Try to calculate another gradient after already using GradientTape() once

In [5]:
try:
  dy_dx = t.gradient(y, x)
  print(dy_dx)

except RuntimeError as e:
  print('The error message is:')
  print(e)

The error message is:
A non-persistent GradientTape can only be used to compute one set of gradients (or jacobians)


##Making the gradient tape persistent

`persistent=True`

In [6]:
x = tf.constant(3.0)

#Set persistent=True  so that GradientTape() can be reused 
with tf.GradientTape(persistent=True) as t:
  t.watch(x)

  y = x**2

  z = y**2

#Compute dz/dx
dz_dx = t.gradient(z, x)
print(dz_dx)

tf.Tensor(108.0, shape=(), dtype=float32)

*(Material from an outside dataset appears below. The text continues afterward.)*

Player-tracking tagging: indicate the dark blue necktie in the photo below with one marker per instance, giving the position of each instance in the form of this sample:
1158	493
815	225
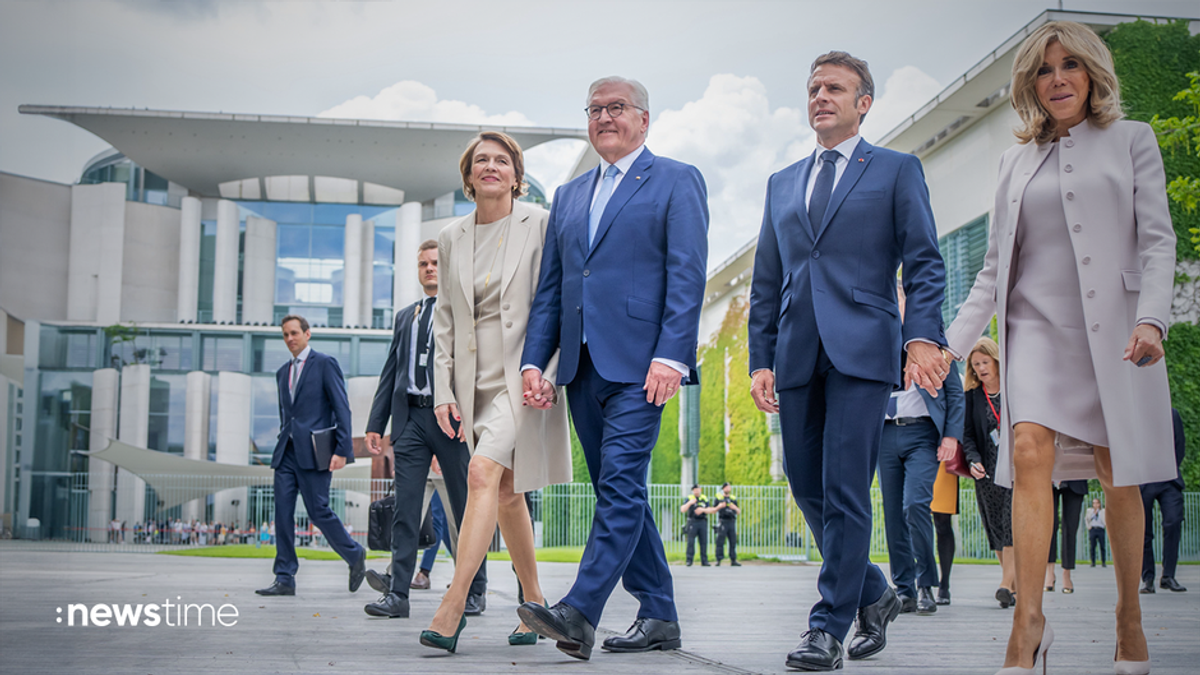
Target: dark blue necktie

Try reusing the same tape 

In [7]:
dy_dx = t.gradient(y, x)
print(dy_dx)

tf.Tensor(6.0, shape=(), dtype=float32)


Delete the variable `t` once it's no longer needed 

In [8]:
del t

##Nested Gradient Tapes

These are used to compute higher  order derivatives 



In [10]:
x = tf.Variable(1.0)

with tf.GradientTape() as tape_2:
  with tf.GradientTape() as tape_1:
    y = x**3

    #The first calculation should occur at least within the outer with block
  dy_dx = tape_1.gradient(y, x)
d2y_dx2 = tape_2.gradient(dy_dx, x)

print(dy_dx)
print(d2y_dx2)

tf.Tensor(3.0, shape=(), dtype=float32)
tf.Tensor(6.0, shape=(), dtype=float32)


The first gradient calculation can also be inside the inner block

In [12]:
x = tf.Variable(1.0)

with tf.GradientTape() as tape_2:
  with tf.GradientTape() as tape_1:
    y = x**3

    #The first gradient can also be inside the inner `with` block
    dy_dx = tape_1.gradient(y, x)
d2y_dx2 = tape_2.gradient(dy_dx, x)

print(dy_dx)
print(d2y_dx2)

tf.Tensor(3.0, shape=(), dtype=float32)
tf.Tensor(6.0, shape=(), dtype=float32)